Amazon claims that the shutdown on Tuesday of over one million websites who use the company’s web-hosting service was due to an employee “typo.”
“At 9:37AM PST, an authorized S3 team member using an established playbook executed a command which was intended to remove a small number of servers for one of the S3 subsystems that is used by the S3 billing process,” explained Amazon Web Services in a post on their website. “Unfortunately, one of the inputs to the command was entered incorrectly and a larger set of servers was removed than intended. The servers that were inadvertently removed supported two other S3 subsystems.”
“We are making several changes as a result of this operational event. While removal of capacity is a key operational practice, in this instance, the tool used allowed too much capacity to be removed too quickly,” they continued. “We have modified this tool to remove capacity more slowly and added safeguards to prevent capacity from being removed when it will take any subsystem below its minimum required capacity level.
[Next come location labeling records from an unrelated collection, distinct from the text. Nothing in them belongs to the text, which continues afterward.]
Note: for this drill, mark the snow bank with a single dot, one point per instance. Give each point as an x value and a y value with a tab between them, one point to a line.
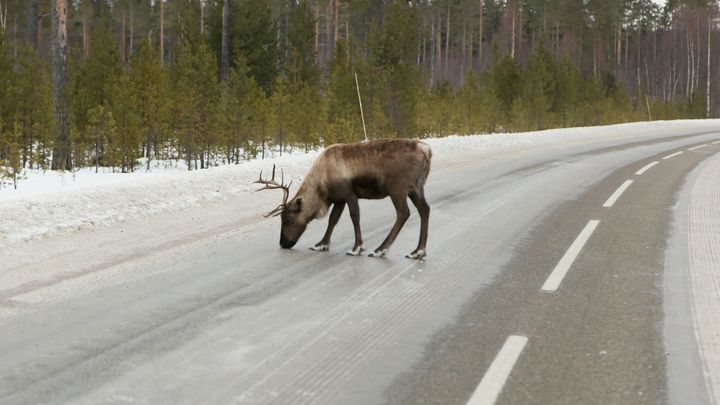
54	203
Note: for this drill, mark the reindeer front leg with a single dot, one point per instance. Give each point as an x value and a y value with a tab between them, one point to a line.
324	244
403	213
354	209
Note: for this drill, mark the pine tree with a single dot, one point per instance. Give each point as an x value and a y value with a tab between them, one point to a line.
533	109
252	32
150	81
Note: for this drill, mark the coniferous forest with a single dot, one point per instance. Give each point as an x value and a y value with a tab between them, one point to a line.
105	83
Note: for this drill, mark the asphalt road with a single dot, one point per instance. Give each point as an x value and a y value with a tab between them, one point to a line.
545	282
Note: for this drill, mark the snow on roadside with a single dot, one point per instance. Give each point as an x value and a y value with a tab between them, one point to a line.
55	203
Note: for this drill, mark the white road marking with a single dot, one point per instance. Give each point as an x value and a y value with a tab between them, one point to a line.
611	201
646	168
672	155
553	281
492	383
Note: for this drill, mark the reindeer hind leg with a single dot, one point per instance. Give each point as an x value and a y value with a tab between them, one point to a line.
423	208
324	244
403	213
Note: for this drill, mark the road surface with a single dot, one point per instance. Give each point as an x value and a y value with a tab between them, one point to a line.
557	273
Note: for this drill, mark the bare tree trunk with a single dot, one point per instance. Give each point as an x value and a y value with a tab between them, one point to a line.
438	48
3	17
162	33
336	15
707	84
447	40
432	50
122	37
462	56
202	17
627	49
86	30
225	51
328	33
130	47
61	153
32	23
512	35
482	18
317	32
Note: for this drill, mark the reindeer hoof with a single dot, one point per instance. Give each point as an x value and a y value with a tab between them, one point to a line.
356	252
378	253
418	254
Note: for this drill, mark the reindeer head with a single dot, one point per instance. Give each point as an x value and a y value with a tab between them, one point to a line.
293	222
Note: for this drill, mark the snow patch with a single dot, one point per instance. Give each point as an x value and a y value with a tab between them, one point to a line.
50	203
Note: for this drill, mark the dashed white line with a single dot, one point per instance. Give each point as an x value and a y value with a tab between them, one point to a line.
672	155
611	201
646	168
492	383
555	278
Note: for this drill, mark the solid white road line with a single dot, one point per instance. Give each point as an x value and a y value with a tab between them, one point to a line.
555	278
611	201
492	383
646	168
673	155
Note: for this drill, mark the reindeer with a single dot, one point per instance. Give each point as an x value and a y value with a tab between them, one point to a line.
344	173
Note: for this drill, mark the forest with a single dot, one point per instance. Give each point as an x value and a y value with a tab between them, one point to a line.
122	83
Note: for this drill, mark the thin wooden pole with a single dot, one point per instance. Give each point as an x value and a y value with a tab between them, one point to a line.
362	115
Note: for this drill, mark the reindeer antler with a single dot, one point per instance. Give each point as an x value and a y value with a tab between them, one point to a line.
271	185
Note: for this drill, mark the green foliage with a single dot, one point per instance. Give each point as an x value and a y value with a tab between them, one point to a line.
341	102
151	85
280	93
195	92
538	98
252	32
301	36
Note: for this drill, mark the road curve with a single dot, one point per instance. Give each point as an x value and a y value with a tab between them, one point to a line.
546	282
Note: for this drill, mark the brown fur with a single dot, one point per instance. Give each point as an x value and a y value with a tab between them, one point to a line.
344	173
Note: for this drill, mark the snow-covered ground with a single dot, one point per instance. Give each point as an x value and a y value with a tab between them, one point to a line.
48	203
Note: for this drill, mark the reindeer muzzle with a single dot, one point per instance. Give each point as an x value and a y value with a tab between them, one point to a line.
286	243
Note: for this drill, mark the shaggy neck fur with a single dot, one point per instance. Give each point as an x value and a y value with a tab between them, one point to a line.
312	192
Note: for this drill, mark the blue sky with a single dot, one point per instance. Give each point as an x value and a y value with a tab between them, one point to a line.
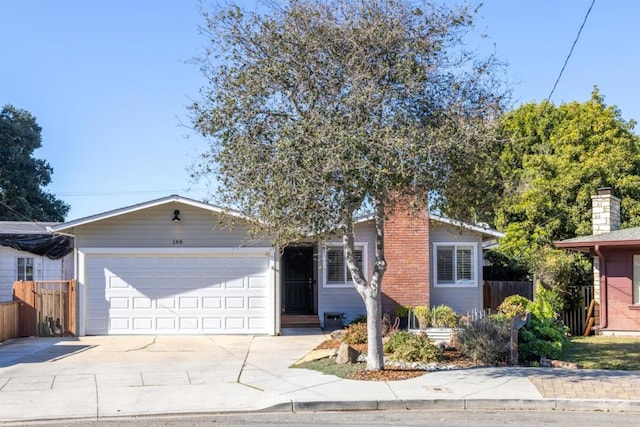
109	82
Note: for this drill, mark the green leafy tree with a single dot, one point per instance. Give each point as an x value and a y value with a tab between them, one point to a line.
320	110
555	159
21	175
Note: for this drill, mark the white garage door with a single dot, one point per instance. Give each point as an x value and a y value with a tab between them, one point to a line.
178	293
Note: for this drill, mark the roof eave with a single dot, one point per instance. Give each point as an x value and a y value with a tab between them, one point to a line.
140	206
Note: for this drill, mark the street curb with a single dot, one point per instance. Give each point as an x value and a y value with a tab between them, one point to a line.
460	404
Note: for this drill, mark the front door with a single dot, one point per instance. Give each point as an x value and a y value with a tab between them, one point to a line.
297	265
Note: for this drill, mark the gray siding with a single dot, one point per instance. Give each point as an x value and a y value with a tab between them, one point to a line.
462	299
153	228
345	299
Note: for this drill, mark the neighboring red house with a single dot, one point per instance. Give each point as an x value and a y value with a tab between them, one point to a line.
616	264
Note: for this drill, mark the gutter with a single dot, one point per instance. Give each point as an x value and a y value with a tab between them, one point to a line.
604	311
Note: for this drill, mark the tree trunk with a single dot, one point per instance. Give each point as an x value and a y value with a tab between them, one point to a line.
370	291
375	353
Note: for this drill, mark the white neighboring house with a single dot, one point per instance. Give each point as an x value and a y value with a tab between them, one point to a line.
26	252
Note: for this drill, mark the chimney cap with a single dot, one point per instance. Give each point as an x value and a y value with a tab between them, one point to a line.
602	191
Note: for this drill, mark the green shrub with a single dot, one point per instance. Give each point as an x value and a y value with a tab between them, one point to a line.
402	310
544	335
443	316
356	333
410	347
541	337
486	341
423	314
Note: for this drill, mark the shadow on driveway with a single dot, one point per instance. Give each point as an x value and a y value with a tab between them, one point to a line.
37	350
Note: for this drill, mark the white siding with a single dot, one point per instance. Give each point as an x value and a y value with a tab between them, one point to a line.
460	299
43	269
153	228
345	300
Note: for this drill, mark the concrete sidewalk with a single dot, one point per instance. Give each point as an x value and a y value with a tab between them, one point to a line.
101	377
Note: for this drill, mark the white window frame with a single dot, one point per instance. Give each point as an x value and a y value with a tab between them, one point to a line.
473	283
325	260
22	275
636	280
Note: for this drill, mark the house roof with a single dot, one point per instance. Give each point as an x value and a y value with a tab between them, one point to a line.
61	227
624	237
483	229
34	238
140	206
25	227
478	228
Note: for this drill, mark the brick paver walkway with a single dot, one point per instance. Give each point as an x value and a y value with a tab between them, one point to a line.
585	384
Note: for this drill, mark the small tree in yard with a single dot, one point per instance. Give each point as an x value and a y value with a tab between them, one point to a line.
318	111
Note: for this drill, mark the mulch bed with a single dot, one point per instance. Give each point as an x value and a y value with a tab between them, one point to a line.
450	357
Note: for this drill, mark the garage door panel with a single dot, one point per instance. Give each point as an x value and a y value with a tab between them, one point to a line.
177	294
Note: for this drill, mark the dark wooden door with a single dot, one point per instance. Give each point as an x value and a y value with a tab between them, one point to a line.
298	280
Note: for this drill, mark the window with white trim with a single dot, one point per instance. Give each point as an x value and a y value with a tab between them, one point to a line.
335	265
24	269
455	264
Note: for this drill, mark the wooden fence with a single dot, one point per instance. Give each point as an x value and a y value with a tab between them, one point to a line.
494	292
47	308
9	321
575	315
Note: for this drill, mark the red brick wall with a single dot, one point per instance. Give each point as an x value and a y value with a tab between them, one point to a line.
406	281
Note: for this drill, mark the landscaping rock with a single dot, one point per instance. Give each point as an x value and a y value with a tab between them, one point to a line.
347	354
338	334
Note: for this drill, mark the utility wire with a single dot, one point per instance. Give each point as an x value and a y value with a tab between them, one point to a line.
584	21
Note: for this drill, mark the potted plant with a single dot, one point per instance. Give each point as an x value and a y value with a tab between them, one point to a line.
423	315
402	313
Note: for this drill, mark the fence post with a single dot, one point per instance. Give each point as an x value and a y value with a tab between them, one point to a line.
517	322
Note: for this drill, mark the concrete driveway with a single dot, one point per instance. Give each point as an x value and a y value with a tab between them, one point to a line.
93	377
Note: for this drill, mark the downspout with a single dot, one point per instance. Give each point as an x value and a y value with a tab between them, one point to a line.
604	311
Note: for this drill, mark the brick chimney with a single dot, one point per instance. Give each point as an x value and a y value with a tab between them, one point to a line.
605	217
605	213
This will prevent an incorrect input from triggering a similar event in the future. We are also auditing our other operational tools to ensure we have similar safety checks.”
Amazon finished off their post apologizing to those who were affected by the outage.
“Finally, we want to apologize for the impact this event caused for our customers. While we are proud of our long track record of availability with Amazon S3, we know how critical this service is to our customers, their applications and end users, and their businesses,” Amazon concluded. “We will do everything we can to learn from this event and use it to improve our availability even further.”
The outage on Tuesday affected several large sites, including Quora, Trello, Wix, Snap, and Alexa.
Some government agencies were also hit by the unexpected shutdown, as well as Isitdownrightnow.com — a service used to see what other sites are down.